Some have written of their graduate student lives studying sociology at U.C. Berkeley as years of privileged contact with esteemed professors, and others have written of a time of alienation. For me, graduate life at Berkeley came as an enjoyable escape into another world after working as an attorney in Washington D.C..
I left the law to pursue a career in sociology for a number of reasons. The one I gave on my application, which the Berkeley faculty were kind enough to accept, was that I was devoting a good deal of time and energy to research that was being received with odd glances by my legal colleagues, along with the dismissive comment, "This isn't law, it's *sociology*." I thought I would take that dismissal as advice, and move on to a more hospitable academic career. Berkeley did indeed provide that to me, with professors (particularly Arlie Hochschild, Jerry Karabel, Kristin Luker, Troy Duster, and Evelyn Nakano Glenn) who nurtured my interests in sociology of law and sociology of the professions, and how these related to the construction of identity.
There was another, more personal reason that I left legal practice to study sociology at Berkeley--something I kept private. In fact, I wanted to move on and start a new chapter in my life after an unsuccessful attempt to begin to gender transition as a lawyer. I had made the attempt in 1991, and while I was working at what all considered a very liberal private public-interest law firm, with two prominent gay partners, accommodating gender transition was not yet on the radar for almost any business. The firm instituted a dress code just to stop me from wearing men's suits and ties. (In fact, the code applied to everyone, but the lead partner of the law firm sat me down and explained that the partnership had drawn it up with me in mind. It required "women" to wear "professional feminine dress" including pantyhose and "light makeup" in order to show "respect for clients.") I acquiesced, and went back to doing my best to present myself in a gender with which I didn't identify, but I also decided to leave for a more hospitable setting. The Berkeley sociology department was certainly that.

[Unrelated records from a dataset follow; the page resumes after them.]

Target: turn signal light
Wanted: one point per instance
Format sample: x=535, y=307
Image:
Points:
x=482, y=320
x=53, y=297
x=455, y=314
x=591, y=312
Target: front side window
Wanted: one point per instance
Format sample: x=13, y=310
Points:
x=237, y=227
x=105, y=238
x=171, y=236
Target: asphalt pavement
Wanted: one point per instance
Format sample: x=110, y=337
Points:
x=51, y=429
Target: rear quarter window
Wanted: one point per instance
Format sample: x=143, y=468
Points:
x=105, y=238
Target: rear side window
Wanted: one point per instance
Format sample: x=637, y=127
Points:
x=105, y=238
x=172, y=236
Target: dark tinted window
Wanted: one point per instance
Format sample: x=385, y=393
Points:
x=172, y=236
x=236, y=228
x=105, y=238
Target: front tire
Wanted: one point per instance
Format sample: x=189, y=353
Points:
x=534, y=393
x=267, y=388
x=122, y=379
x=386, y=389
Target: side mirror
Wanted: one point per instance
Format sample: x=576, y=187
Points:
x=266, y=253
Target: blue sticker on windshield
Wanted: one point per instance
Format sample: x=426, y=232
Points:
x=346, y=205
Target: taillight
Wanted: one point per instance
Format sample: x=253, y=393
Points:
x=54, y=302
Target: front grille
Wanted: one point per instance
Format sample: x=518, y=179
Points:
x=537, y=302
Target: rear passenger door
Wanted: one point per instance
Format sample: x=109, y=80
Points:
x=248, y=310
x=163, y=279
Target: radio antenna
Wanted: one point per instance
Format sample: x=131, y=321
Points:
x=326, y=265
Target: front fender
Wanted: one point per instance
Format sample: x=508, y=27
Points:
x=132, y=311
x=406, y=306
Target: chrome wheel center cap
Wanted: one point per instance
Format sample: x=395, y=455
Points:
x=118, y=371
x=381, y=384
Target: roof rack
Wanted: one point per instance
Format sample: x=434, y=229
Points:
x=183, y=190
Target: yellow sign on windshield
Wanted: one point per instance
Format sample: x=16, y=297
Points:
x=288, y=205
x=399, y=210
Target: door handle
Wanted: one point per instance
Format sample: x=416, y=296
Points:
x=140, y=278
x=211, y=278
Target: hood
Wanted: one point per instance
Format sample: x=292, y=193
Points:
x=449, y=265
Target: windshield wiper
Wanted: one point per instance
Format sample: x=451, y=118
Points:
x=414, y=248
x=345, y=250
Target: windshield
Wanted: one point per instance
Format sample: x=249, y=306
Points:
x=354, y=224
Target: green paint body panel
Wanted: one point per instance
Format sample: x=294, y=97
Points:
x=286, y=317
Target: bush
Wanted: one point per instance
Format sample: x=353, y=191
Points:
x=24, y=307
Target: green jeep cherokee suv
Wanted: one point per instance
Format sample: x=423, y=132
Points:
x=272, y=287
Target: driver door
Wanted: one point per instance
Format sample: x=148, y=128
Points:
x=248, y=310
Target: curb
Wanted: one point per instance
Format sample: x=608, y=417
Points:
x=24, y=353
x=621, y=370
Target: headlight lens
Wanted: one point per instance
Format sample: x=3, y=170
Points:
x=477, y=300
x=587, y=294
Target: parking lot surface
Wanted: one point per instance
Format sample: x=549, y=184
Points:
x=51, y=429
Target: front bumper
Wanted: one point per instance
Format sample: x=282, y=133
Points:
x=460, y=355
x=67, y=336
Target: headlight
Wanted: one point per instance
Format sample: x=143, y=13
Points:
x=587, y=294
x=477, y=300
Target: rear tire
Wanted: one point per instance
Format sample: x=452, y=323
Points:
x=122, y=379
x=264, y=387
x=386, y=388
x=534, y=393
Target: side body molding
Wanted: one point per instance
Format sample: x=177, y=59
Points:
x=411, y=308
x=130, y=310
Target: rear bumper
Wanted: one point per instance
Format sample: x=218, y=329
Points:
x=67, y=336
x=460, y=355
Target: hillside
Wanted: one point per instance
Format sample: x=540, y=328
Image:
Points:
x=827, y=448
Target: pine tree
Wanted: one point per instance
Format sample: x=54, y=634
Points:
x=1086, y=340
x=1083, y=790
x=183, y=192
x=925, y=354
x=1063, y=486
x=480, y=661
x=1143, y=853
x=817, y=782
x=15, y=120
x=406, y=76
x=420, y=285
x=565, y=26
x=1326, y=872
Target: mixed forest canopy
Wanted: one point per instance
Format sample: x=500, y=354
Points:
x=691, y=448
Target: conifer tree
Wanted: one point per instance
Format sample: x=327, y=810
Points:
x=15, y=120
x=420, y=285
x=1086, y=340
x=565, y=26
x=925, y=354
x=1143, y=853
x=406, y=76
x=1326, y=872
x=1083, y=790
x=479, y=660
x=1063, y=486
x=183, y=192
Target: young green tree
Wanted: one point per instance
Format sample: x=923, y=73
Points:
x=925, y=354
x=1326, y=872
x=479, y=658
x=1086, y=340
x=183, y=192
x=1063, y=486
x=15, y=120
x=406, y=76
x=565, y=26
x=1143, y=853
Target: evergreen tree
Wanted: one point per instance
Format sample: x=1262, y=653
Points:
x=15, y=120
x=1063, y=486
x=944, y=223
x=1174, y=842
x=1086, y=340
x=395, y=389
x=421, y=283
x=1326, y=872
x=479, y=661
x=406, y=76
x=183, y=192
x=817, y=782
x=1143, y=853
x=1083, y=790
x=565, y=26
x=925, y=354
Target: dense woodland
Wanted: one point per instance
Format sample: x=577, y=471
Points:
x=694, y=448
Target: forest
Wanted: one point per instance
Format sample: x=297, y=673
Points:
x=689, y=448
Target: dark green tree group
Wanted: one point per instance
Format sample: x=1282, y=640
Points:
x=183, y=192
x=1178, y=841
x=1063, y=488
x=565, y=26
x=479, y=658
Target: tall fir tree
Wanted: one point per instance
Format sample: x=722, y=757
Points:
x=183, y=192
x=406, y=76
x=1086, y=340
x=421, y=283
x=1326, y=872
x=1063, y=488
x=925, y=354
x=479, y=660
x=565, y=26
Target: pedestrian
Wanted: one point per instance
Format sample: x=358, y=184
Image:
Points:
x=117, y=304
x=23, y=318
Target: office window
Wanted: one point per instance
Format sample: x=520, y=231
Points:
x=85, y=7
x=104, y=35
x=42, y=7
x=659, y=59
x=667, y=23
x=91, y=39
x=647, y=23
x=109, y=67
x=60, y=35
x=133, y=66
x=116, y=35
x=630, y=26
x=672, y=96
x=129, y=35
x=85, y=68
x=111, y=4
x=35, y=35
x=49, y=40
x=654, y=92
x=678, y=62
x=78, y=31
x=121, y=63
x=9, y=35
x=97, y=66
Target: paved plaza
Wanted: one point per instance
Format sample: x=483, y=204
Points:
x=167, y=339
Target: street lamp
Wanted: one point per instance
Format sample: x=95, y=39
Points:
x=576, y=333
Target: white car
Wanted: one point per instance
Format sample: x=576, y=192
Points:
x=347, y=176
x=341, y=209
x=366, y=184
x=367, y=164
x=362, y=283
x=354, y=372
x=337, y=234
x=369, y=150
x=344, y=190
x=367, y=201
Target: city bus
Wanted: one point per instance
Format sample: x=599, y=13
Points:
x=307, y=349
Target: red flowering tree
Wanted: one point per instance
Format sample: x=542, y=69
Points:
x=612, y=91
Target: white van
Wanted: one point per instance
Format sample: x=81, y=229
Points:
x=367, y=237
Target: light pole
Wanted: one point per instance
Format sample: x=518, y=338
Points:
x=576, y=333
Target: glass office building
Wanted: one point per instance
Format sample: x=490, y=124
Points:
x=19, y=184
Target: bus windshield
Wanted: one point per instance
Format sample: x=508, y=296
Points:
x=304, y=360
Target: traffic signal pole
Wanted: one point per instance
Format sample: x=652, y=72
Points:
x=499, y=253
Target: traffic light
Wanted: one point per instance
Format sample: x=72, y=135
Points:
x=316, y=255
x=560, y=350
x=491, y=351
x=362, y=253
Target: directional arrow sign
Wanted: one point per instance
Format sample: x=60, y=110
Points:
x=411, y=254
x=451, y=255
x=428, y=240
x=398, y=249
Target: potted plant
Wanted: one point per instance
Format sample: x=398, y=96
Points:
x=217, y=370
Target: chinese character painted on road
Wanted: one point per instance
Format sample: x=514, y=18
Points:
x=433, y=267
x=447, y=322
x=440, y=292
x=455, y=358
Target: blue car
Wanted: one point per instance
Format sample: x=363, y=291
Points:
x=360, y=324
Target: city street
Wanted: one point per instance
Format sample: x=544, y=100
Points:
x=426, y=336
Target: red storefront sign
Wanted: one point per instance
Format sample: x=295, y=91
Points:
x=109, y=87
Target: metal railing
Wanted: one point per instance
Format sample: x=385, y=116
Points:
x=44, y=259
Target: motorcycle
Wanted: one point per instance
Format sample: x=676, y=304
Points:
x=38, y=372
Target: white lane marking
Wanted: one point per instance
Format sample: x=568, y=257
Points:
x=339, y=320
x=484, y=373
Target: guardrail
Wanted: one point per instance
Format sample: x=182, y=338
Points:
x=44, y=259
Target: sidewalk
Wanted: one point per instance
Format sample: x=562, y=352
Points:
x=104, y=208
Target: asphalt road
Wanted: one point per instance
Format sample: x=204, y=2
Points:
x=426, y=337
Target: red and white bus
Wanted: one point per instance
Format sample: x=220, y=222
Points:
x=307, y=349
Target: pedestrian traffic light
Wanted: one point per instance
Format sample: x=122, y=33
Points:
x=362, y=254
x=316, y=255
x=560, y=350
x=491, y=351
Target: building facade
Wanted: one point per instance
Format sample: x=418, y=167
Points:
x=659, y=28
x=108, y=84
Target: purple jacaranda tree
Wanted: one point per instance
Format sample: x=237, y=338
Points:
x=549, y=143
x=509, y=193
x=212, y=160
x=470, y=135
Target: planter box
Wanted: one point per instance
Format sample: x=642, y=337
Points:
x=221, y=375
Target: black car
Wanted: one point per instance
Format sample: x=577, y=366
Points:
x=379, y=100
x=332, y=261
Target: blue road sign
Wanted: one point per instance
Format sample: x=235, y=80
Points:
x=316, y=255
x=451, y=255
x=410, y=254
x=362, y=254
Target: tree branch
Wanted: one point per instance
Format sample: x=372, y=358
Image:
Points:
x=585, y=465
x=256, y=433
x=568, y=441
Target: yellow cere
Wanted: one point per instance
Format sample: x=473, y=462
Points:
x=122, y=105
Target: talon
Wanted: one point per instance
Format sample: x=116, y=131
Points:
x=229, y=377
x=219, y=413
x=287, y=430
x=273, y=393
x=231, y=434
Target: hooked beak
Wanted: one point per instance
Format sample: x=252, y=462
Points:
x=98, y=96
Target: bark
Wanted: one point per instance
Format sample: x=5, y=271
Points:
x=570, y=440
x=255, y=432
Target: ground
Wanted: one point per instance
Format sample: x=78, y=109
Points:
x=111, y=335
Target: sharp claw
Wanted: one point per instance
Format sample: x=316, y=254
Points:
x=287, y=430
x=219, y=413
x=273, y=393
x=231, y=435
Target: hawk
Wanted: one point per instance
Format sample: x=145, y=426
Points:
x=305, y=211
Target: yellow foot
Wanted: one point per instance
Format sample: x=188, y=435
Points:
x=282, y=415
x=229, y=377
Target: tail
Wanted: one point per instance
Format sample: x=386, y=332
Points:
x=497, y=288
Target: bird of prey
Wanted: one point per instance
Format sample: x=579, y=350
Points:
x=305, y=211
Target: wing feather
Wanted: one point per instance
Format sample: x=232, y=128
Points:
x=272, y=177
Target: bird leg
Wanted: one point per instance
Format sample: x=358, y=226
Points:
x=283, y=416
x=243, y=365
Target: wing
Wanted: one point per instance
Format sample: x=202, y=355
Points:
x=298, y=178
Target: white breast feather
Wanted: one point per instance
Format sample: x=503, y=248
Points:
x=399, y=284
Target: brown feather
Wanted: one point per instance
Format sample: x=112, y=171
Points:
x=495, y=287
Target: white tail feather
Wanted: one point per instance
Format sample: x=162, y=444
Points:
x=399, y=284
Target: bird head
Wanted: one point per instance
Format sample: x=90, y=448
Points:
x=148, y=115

Once I arrived at Berkeley, I knew I'd made a good decision. After lawyering in Washington, D.C., seminars seemed friendly rather than intimidating. I loved the sense of intellectual community I found at Berkeley, chatting in the corridors and bantering on the picket lines. I invited my whole cohort to my commitment ceremony, and the fact that I wore the tux while my (cis) male partner wore the dress was received without a batting of an eye by my peers, treated with endearing straight-facedness by Elsa Tranter, and addressed with careful curiosity on the part of my students. Graduate school provided me with sufficient flexibility to have a child, who was welcomed into the occasional seminar meeting. I learned the mechanics of framing sociological articles from Claude Fischer, and continue to share that foundation with my own students today. A course on sociology of the body with Loic Wacquant, while not directly influencing my dissertation project, set me on a research trajectory that would bear fruit years later in my career. And dissertating involved the most thrillingly unalienated labor I've ever performed. Working with my dissertation writing group was the crowning experience of my time at Berkeley.
Years later, after the struggle to get tenure at U.W. Milwaukee, I did at last have a secure enough setting to make a gender transition. I earn as a tenured professor slightly less than I did twenty years ago as first year law firm associate, but I'm very happy with the life choice I made. I teach classes I love, like sociology of sexuality and sociology of the body, and hopefully impart a critical sociological manner of thinking to the nearly 1,000 students I teach each year. I'm very grateful to U.C. Berkeley for helping to make this possible.